Stream: cranelift

Topic: RA2: Clobbers on branch instructions ignored?


view this post on Zulip Thijs Molendijk (Jul 24 2024 at 20:20):

Hi all,

I've been toying with regalloc2 for some local dev but I've ran into a bit of a snag. I have the following instruction pseudocode that I'd like to register allocate using regalloc2 (I'm aware that it's not SSA, but I run into the same exact problem if I model this using block parameters instead):

block0:
    mov r0, 1
    jz r0, block1, block2

block1:
    mov r1, 10
    jmp block3

block2:
    mov r1, 20
    jmp block3

block3:
    exit r1

Now, the odditiy of the architecture that I'd like to compile to is that both jz and jmp clobber a set of registers.

The above pseudocode is fed to regalloc2 as follows (format is insn id | insn | operands | clobbers):

== block 0; preds = [], succs = [Block(1), Block(2)] | params = [] ==
insn 0 | MovImm64(r0, 0) | [Def: v0i reg] | []
insn 1 | Jz(r0, BlockId(1), BlockId(2)) | [Use: v0i reg] | ["RAX", "RCX", "RDX", "R8", "R9", "R10", "R11"]

== block 1; preds = [Block(0)], succs = [Block(3)] | params = [] ==
insn 2 | MovImm64(r3, 10) | [Def: v3i reg] | []
insn 3 | Jmp(BlockId(3)) | [] | ["RAX", "RCX", "RDX", "R8", "R9", "R10", "R11"]

== block 2; preds = [Block(0)], succs = [Block(3)] | params = [] ==
insn 4 | MovImm64(r3, 20) | [Def: v3i reg] | []
insn 5 | Jmp(BlockId(3)) | [] | ["RAX", "RCX", "RDX", "R8", "R9", "R10", "R11"]

== block 3; preds = [Block(1), Block(2)], succs = [] | params = [] ==
insn 6 | Exit(r3) | [Use: v3i fixed(p10i)] | []

RA2 successfully computes a result for this, but it's entirely wrong! It outputs the following InstOrEdit trace:

== block 0 ==
MovImm64(r0, 0) [p0i]
Jz(r0, BlockId(1), BlockId(2)) [p0i]

== block 1 ==
MovImm64(r3, 10) [p10i]
Move { from: p10i, to: p4i }
Jmp(BlockId(3)) []

== block 2 ==
MovImm64(r3, 20) [p10i]
Move { from: p10i, to: p4i }
Jmp(BlockId(3)) []

== block 3 ==
Exit(r3) [p10i]

Here, p0i is RAX, p4i is RSI, and p10i is R10. Effectively, it's output the following assembly:

block0:
    mov rax, 1
    jz rax, block1, block2

block1:
    mov r10, 10
    mov rsi, r10
    jmp block3

block2:
    mov r10, 20
    mov rsi, r10
    jmp block3

block3:
    exit r10

It's assigned the r10 register to the 10/20 constants, because exit wants its argument to be in that physical register specifically. The main problem here of course is that the jmp instructions will clobber r10, so the final call to exit will contain garbage. RA2 seemingly is aware of this, because it attempts to back up the value into RSI (which isn't clobbered) first. But then it proceeds to never restore r10 with mov r10, rsi after the branch?

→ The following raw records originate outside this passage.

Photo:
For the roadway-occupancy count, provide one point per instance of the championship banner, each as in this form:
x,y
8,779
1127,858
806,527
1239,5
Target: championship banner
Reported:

(Additionally, the choice of the initial mov r10, [10/20] is weird too. Why doesn't it immediately assign RSI to these cases, so it doesn't have to move around immediately after?)

At first, I thought this was an issue with my input not being in SSA form. However, restructuring this so that block3 has a block parameter and assigning that appropriately results in exactly the same broken code.

I suspect that the issue has something to do with RA2 not properly considering clobbers if the instruction doing the clobbering is a branch/block terminator. To illustrate, I added a simple NopClobber instruction to my ISA that does nothing except clobber. I placed this after each branch (i.e., its the first instruction in any block with a nonzero amount of predecessors). Re-running RA2 on that input results in the following assignment which, while suboptimal, at least is correct:

block0:
    mov rax, 1
    jz rax, block1, block2

block1:
    nop-clobber
    mov r10, 10
    mov rdi, r10
    jmp block3

block2:
    nop-clobber
    mov r10, 20
    mov rdi, r10
    jmp block3

block3:
    nop-clobber
    mov r10, rdi
    exit r10

This workaround is fine for now, but it results in a suboptimal allocation and is probably indicative of _some_ issue in RA2. Figured I'd reach out and poke you, to see if this is something that RA2 should/could be handling better.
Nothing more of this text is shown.